Based on CMS inspection data, Mt. Tabor Health & Rehabilitation has a clean safety record: no substantiated abuse findings (meaning no confirmed cases of resident harm), no Immediate Jeopardy citations (the most serious violation level indicating risk of serious injury or death), and is not on the Special Focus Facility watch list (a federal program monitoring the lowest-performing 1% of nursing homes). The facility has a 4-star overall rating and ranks #1 of 100 nursing homes in Oregon. While no facility is perfect, families should still ask about staff-to-resident ratios and recent inspection results during their visit.

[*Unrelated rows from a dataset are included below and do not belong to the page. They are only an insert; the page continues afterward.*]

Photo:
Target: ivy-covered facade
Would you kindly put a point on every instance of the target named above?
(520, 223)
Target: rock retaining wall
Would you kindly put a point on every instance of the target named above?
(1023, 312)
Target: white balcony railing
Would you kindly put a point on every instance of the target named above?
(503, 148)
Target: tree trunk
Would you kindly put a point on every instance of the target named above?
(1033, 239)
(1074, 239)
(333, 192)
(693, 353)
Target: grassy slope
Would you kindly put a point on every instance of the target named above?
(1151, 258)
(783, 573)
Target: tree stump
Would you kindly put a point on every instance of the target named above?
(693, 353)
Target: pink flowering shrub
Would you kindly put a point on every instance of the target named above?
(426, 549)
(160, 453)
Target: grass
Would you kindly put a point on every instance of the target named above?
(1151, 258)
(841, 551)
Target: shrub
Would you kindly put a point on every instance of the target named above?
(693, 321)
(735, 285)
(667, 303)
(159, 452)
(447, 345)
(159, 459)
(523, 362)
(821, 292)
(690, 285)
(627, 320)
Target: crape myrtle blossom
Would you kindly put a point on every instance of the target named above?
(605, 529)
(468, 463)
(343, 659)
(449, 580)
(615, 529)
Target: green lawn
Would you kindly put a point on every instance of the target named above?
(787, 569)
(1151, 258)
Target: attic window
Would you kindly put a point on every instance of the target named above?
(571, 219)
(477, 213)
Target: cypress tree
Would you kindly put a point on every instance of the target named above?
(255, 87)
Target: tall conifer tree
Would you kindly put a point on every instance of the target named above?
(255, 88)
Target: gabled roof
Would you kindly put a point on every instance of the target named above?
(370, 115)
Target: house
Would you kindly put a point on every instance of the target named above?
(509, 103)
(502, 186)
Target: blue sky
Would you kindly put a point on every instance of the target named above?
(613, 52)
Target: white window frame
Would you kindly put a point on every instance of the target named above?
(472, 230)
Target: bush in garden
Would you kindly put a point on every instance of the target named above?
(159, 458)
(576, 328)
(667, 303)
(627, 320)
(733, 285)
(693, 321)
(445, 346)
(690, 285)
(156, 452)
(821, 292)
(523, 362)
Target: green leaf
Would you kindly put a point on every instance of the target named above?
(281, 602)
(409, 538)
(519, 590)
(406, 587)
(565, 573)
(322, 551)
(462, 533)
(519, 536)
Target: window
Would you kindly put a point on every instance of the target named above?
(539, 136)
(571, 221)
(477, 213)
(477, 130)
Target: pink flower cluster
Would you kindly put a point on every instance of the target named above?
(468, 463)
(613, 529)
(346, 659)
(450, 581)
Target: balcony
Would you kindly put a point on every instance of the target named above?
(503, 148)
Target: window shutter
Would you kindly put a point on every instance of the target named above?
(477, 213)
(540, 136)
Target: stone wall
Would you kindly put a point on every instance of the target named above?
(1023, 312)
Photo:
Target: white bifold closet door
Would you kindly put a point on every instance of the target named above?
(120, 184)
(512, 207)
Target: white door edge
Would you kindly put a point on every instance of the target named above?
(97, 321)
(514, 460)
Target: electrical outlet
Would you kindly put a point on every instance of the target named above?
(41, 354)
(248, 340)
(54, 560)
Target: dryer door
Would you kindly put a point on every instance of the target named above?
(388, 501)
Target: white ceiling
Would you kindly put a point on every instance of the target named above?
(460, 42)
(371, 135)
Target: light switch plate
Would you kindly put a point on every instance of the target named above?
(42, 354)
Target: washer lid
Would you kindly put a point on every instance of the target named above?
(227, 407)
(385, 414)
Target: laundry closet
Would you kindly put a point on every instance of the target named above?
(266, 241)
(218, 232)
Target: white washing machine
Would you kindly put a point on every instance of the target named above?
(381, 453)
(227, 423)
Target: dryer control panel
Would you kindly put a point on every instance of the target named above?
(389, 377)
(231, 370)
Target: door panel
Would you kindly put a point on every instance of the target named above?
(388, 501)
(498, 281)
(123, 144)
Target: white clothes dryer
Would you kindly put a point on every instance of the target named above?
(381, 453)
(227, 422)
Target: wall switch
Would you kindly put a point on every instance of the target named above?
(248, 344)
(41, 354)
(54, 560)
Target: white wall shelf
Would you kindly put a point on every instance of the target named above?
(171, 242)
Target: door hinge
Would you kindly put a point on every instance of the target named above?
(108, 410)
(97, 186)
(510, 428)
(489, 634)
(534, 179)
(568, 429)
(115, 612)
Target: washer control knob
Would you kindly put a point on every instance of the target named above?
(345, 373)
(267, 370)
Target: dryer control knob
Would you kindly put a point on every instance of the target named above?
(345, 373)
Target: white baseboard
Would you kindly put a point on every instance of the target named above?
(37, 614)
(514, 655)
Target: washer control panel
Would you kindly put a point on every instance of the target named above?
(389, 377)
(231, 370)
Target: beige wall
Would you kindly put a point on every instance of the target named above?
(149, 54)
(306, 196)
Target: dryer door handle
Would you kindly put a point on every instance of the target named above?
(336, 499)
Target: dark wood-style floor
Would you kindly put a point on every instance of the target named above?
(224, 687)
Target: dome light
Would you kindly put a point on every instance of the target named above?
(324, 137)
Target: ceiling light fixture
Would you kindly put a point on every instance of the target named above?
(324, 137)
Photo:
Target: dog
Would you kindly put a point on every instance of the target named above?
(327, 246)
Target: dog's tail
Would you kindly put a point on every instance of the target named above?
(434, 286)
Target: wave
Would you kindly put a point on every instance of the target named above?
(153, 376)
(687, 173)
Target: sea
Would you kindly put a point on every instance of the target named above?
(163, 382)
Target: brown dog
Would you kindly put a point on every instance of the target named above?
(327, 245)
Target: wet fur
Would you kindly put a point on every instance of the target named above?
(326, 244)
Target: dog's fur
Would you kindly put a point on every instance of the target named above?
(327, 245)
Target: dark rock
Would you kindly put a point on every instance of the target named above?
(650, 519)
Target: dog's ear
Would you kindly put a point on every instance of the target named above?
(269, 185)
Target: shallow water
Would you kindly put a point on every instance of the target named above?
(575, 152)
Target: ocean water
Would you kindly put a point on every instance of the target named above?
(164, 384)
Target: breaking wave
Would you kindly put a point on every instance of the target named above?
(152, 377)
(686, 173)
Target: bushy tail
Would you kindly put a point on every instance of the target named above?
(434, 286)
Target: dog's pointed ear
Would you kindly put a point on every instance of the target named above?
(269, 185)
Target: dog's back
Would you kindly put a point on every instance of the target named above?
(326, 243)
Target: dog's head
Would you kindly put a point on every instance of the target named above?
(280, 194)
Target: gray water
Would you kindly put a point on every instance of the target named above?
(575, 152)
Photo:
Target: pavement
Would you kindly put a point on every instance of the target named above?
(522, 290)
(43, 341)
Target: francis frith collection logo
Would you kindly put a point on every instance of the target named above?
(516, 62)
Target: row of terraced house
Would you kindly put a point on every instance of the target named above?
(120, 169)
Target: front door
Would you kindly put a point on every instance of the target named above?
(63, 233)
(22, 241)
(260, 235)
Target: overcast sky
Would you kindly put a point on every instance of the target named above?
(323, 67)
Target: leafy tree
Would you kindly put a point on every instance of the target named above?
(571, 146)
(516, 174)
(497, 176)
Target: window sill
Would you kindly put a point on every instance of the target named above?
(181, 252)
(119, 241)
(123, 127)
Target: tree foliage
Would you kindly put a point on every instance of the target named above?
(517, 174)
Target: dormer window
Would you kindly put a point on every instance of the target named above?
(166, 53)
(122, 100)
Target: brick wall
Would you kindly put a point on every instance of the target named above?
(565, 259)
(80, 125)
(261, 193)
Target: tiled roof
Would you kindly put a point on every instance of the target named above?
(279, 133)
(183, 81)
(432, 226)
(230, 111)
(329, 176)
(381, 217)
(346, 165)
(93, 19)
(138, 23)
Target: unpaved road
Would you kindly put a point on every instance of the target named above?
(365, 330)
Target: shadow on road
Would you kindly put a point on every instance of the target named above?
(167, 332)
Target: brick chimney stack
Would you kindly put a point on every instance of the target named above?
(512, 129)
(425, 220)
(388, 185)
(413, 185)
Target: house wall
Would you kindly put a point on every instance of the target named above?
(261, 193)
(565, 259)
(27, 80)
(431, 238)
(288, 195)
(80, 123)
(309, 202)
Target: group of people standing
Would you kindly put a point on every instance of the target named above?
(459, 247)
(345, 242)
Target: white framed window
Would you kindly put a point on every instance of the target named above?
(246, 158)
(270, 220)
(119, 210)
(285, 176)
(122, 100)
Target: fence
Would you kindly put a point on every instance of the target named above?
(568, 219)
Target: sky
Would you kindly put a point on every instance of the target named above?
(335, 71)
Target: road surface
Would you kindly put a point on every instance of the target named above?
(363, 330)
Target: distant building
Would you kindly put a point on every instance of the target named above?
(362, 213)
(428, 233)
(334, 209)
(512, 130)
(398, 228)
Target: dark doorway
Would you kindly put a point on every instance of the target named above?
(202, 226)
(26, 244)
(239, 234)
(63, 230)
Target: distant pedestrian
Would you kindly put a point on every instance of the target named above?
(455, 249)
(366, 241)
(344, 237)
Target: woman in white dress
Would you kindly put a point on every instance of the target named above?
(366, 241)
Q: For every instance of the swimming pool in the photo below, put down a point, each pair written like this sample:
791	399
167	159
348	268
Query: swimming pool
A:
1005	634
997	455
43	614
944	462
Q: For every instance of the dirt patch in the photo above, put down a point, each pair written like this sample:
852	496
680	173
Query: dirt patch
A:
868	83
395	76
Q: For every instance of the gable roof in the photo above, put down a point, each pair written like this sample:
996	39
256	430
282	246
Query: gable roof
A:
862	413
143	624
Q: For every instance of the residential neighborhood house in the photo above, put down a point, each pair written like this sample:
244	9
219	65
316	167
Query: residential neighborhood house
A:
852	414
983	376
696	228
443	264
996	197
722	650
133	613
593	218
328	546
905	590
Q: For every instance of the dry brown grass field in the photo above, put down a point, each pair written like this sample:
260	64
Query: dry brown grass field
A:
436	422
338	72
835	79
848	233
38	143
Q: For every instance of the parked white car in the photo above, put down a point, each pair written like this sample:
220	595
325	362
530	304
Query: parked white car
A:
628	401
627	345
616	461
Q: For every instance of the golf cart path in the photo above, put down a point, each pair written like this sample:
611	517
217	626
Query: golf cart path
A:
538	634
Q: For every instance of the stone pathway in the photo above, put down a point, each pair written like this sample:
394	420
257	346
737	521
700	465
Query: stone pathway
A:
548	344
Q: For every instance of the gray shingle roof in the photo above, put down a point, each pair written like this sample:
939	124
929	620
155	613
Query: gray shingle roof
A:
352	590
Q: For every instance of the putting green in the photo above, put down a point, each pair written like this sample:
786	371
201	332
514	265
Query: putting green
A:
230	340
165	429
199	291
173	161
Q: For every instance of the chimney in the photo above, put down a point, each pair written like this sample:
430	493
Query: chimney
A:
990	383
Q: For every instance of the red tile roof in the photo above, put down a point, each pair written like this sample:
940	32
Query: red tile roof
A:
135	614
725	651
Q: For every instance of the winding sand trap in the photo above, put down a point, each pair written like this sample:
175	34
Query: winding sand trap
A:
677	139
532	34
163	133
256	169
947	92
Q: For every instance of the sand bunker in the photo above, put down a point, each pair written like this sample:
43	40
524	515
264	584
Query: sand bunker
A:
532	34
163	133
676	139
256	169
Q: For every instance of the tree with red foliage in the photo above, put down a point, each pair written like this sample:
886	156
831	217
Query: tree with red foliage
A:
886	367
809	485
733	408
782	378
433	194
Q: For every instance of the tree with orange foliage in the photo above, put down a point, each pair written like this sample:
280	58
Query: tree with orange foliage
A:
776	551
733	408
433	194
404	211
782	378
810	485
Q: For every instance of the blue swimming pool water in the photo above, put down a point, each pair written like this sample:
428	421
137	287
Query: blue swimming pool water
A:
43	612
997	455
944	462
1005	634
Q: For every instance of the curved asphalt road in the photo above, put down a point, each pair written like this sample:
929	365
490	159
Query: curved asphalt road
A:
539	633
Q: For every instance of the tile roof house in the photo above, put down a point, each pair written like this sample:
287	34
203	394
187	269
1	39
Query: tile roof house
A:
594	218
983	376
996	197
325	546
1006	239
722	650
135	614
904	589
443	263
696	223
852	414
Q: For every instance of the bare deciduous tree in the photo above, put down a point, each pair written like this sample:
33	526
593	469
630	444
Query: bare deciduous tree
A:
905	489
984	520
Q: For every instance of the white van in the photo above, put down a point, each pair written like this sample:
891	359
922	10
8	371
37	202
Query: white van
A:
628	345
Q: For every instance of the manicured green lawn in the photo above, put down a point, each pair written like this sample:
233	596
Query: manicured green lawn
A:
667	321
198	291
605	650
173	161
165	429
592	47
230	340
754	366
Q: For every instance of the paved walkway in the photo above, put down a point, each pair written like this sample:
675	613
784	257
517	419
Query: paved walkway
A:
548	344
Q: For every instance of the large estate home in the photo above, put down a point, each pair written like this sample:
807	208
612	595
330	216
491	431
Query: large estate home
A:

Do Nurses at Mt. Tabor Health & Rehabilitation Stick Around?

Staff turnover at Mt. Tabor Health & Rehabilitation is high. At 62%, the facility is 16 percentage points above the Oregon average of 46%. High turnover means new staff may not know residents' individual needs, medications, or preferences. It can also be disorienting for residents, especially those with dementia who rely on familiar faces. Families should ask: What is causing the turnover? What retention programs are in place? How do you ensure care continuity during staff transitions?

Was Mt. Tabor Health & Rehabilitation Ever Fined?

Mt. Tabor Health & Rehabilitation has no federal fines on record. CMS issues fines when nursing homes fail to meet care standards or don't correct problems found during inspections. The absence of fines suggests the facility has either maintained compliance or corrected any issues before penalties were assessed. This is a positive indicator, though families should still review recent inspection reports for the full picture.

Is Mt. Tabor Health & Rehabilitation on Any Federal Watch List?

Mt. Tabor Health & Rehabilitation is not on any federal watch list. The most significant is the Special Focus Facility (SFF) program, which identifies the bottom 1% of nursing homes nationally based on persistent, serious quality problems. Not being on this list means the facility has avoided the pattern of deficiencies that triggers enhanced federal oversight. This is a positive indicator, though families should still review the facility's inspection history directly.